Customers now have power over brands, meaning they need to treat them with the respect they deserve. It's always been the case that businesses are nothing without someone to sell to, but in today’s marketplace it’s never been easier to go from having a vast and global customer base, to having nobody.
Falls from grace happen for multiple reasons. Becoming outmoded, outsmarted and generally bettered is an obvious reason. Less clear though is the relationship between loss of income and ethical/moral oversights, or, worse still, infringements. For the majority of consumers the idea of contributing to the world's problems by dealing with brands that have poor environmental, social, or political records is about as appealing as skydiving without a parachute. Where possible, they will opt to buy from firms who aim to make the planet a better place, or at least avoid worsening things.
This means that phrases like "corporate social responsibility" have never been more important. Being able to prove that brand initiatives actively benefit humanity is an asset that cannot be overstated in terms of value. The same can be said for charitable giving and outreach projects. Unfortunately for some MDs, though, it's not enough to simply make grandiose, headline grabbing gestures with one hand while acting in the opposite way with the other. The truth has a habit of coming out in the end, be that via press investigations or word of mouth. In an age of ultra-connectivity, this is now almost guaranteed to happen.
Those familiar with the website Greenwashingindex.com will have seen this in action regularly, with the domain looking to expose lies peddled by businesses large and small. Putting businesses who claim to have positive environmental records, but are actually causing more harm than good, under the microscope. It also ranks and lauds companies that can legitimately label themselves as green-friendly, giving credit where credit is due.
Although this sounds very specific – the kind of example where firms that have little to no environmental impact don't need to show much interest – nothing could be further from the truth. At some point in the supply chain every business has an effect on some aspect of day-to-day life, trying to mask when that impact isn't positive is tantamount to commercial suicide.

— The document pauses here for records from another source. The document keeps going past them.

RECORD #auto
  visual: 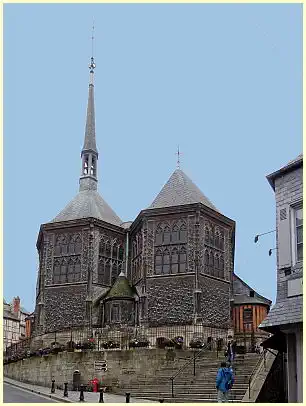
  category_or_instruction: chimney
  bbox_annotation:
[13,296,20,313]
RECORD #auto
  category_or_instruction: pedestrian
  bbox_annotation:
[227,340,233,362]
[216,362,235,403]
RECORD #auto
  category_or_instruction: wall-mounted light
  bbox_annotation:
[269,247,276,257]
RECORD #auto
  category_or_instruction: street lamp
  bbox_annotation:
[269,247,276,257]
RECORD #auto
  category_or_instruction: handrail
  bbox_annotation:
[248,349,267,399]
[169,343,211,398]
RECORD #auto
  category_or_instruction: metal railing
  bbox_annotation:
[3,323,228,363]
[248,349,267,399]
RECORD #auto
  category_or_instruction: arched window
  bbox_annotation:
[220,232,224,250]
[204,250,209,267]
[163,226,171,244]
[98,259,104,283]
[132,240,137,258]
[171,225,179,242]
[209,229,214,245]
[74,235,82,254]
[179,224,187,243]
[163,249,170,274]
[119,247,123,261]
[105,241,112,257]
[179,247,187,272]
[67,259,74,283]
[68,235,75,254]
[53,261,61,283]
[155,250,163,275]
[219,255,224,278]
[155,227,163,245]
[205,227,209,244]
[74,258,81,282]
[113,244,118,258]
[99,239,105,255]
[103,259,111,286]
[54,237,61,255]
[215,229,220,248]
[214,254,220,271]
[111,304,120,323]
[59,261,67,283]
[171,248,179,273]
[209,251,214,275]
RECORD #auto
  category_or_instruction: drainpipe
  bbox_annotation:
[194,208,202,324]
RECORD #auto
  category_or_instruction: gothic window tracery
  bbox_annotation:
[220,232,224,251]
[205,226,210,244]
[98,236,124,286]
[215,228,220,248]
[179,224,187,243]
[163,226,171,244]
[54,234,82,256]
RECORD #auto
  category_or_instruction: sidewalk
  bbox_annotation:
[3,376,158,403]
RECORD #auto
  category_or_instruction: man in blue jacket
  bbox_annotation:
[216,362,235,403]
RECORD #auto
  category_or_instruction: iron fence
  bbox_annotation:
[4,324,229,363]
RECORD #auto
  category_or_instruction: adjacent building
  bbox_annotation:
[260,155,303,402]
[232,273,272,351]
[3,296,30,348]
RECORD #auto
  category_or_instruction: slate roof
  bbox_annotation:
[51,190,122,226]
[148,169,218,211]
[267,154,303,190]
[233,273,272,306]
[259,295,303,331]
[106,272,134,298]
[234,292,271,306]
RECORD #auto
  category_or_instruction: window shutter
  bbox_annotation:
[278,205,291,268]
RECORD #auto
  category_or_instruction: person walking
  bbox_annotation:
[216,362,235,403]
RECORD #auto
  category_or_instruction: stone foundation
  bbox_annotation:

Petroleum giant Shell offers an eyebrow-raising example. In April of last year international media giant, Vice, investigated a campaign by the global oil behemoth that centered on people producing 90 second films to "challenge preconceptions that fossil fuels, especially natural gas, have no part in our future lives". Creatives were apparently briefed on the importance of ignoring the search for fossil fuels in the Arctic, and the devastation this could cause to one of the last largely untouched wildernesses on Earth.

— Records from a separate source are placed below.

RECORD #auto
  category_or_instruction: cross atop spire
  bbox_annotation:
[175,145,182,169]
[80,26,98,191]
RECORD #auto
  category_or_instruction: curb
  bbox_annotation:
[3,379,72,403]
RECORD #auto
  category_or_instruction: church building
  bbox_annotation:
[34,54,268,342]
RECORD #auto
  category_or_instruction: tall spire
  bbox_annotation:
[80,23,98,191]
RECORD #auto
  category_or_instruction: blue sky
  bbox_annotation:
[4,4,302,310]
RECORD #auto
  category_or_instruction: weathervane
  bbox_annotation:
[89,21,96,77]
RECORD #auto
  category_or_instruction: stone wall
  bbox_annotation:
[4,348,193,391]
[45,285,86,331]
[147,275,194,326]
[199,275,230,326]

It goes without saying that it's better for brands to avoid behaving in ways that can be deemed damaging. But, perhaps more importantly, where damage itself is unavoidable, the worst option is to try and cover up the damage with a veil of secrecy, distraction or half-truths, all of which have been proved to fail, time and time again.
Transparency is the key to a positive public image, and the moment we forget this we're only a few steps away from serious operational problems, a reputation burnt to ashes and the inevitable loss of profits that comes from self-alienation. Take heed, or risk a very public shaming.